Using State out of a desire for referential transparency actually breaks this abstraction mechanism by forcing you to care, repeatedly, about just how you are propagating your state around. State works a bit like a political state gone awry: you can't just take your kids outside to run and play and scream and otherwise mutate their environment; you need to write an application for permission to run, and one for permission to play, and one for permission to scream, and one for permission to combine the permits for running and playing, and...even though they eventually send a babysitter over to take care of all of it, it's not worth all the paperwork.

Bottom line: using State for random number generation is (usually) an antipattern. The costs are high, especially if you have multiple random number streams (or other sources of multiple State). If you're going to deal with random numbers this way, make sure the costs are worth it.

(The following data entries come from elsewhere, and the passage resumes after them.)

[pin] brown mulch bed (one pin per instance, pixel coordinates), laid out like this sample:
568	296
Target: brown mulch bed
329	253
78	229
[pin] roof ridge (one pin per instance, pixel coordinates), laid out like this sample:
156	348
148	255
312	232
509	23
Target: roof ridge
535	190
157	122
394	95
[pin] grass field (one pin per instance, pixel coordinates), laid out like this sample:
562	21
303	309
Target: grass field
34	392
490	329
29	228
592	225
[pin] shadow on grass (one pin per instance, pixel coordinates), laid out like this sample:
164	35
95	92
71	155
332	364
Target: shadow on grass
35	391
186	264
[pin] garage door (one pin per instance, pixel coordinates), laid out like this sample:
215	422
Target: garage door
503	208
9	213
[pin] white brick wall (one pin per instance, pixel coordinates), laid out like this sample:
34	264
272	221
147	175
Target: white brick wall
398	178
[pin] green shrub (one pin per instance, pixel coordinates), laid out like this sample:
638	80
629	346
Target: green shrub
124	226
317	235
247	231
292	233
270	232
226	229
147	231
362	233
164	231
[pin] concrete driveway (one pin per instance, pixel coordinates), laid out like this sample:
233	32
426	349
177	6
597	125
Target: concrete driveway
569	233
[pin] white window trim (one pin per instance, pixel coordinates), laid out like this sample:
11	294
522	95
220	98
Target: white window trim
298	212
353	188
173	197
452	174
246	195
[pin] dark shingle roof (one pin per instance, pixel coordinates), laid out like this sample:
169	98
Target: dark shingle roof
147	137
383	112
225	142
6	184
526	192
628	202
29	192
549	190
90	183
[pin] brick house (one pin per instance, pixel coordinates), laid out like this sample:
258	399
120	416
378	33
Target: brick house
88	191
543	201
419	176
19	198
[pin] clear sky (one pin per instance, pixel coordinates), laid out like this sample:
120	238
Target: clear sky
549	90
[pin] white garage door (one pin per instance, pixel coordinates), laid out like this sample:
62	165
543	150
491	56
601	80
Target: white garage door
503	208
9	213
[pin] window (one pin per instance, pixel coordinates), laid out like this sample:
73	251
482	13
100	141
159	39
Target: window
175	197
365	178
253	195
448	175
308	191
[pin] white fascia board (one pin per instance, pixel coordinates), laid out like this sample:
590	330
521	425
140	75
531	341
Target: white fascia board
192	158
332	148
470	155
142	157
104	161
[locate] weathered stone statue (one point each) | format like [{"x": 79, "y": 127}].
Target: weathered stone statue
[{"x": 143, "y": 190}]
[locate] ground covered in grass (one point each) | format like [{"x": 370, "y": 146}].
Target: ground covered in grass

In contrast, a simple mutable approach is close to foolproof, with one proviso: you must maintain a mental distinction between methods that generate numbers and those that store numbers. In many cases, this is trivially easy. If it becomes difficult (e.g. if you use a myriad of caches and don't take care to split off and cache your random number stream), look for a different solution.